Thursday, July 9, 2020

The Bourne collection: online search is older than you think

Charlie Bourne was an expert in computerized search for 40 years before Google. CHM has recently finished cataloging his unique collection of materials documenting the history of online search and information systems from the 1950s onward, supported by a generous grant from the National Archives.

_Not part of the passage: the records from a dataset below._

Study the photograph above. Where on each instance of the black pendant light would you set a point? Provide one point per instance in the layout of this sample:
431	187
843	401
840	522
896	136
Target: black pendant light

Many of us assume that retrieving and browsing information online arose with the web in the 1990s, instantly catapulting us from thumbing through dusty card catalogs to the millisecond response time of modern search engines. Older computer insiders may have vaguely heard of one or two specialized earlier computerized services, like LexisNexis for journalists and lawyers, or the pricey Dialog.

LexisNexis

LexisNexis

The real history is longer and richer. Full-text online search was prototyped in the early 1960spartly through Charlie's work – and commercialized by decade's end. But pre-computer machine-aided search goes all the way back to punched card sorters. These were conceived in the 1830s and built in the 1890s, during a period of huge advances in card catalogs and other manual retrieval techniques. Real-time, interactive search was pioneered in the 1920s with Emmanuel Goldberg's microfilm "search engine," built into a desk.

By the late 1950s, manufacturers were selling a Rube Goldbergian mix of different storage and retrieval technologies to governments, corporations and the military: Rapid Selectors capable of searching 330 pages per second on microfilm, magnetic media or microfilm integrated into punched cards, and various futuristic looking viewers. Some were already computer controlled, and major conferences were starting up around how computers would soon revolutionize the entire field.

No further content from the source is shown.